The note attached to today’s comic reminds me that Martians love the aroma of fresh-brewed coffee, and that May 15, 1985 was an earth date for the vernal equinox of Mars.

It has been a while since I posted a GLP comic with Martian context, although I have posted a wealth of kiGamnch material lately, and Martians are as enthusiastic about kiGamnch traditions as jackalopes, and have adopted many of the traditions as their own. There is a theory (favored by Michael Veerduer, GLP historian, and Algernon and Agatha Dawe-Saffery, GLP fans extraordinaire) that kiGamnch concepts originated on Mars and were exported to earth through the buoyant cultural exchange between Martians and jackalopes. This exchange probably dates back to the nineteenth century, maybe even earlier, and was definitely an elaborate and thriving affiliation by the time Edgar Rice Burroughs published A Princess of Mars in 1912.


(Some people think this is a cover from a popular Martian comics version of A Princess of Mars.)

Today is Kopje Modder Dag on the Official Geranium Lake Properties Calendar. Cup of Mud Day. Cup of Java. Cup of Joe. Today we can celebrate coffee, the rocket fuel of the modern world. Martians do not drink coffee, they brew it, with their terribly precious water, for the aroma of the fresh pot. A Martian’s sense of smell is not like ours, which is not surprising, considering that they have no mouth, no nose. They do not even have a head! Which is weird, because they still love to wear hats, so it is accepted knowledge that Martians once had heads.

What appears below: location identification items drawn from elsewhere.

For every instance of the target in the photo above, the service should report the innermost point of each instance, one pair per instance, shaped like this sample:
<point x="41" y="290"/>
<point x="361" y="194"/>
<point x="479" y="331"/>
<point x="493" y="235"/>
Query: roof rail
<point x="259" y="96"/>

I understand there might be some of you who have met Martians and will insist that they have heads, but either the person you met was not actually a Martian (a Venusian perhaps, I think they have heads) or you were not aware that Martians don elaborate gear that gives them the illusion of “headness”. Martians have their own word for the quality of headness, but since we have no biological capacity to speak Martian, they have politely rendered it into a word for human use, “umnaalom”. They think umnaalom makes humans more comfortable with their presence, plus it allows them to wear hats.

“This could be your name, no. 189”, with six variations. It could also be an asemic writing version of “umnaalom”.

I believe that the sensory information Martians receive from the scent of freshly brewed coffee includes experiences that equate to visual and auditory hallucinations for humans. Whatever the experience is for Martians, it must be phenomenal, for them to use their horribly limited supply of liquid, pure water for such an extravagant use. Yet Martians are by nature extravagant, very charmingly so. To be in their company is such a joy that a human sense of delight can become quite exhausted after a few hours. Jackalopes have more stamina for marvelous events, which must be beneficial in their successful associations with the denizens of the red planet.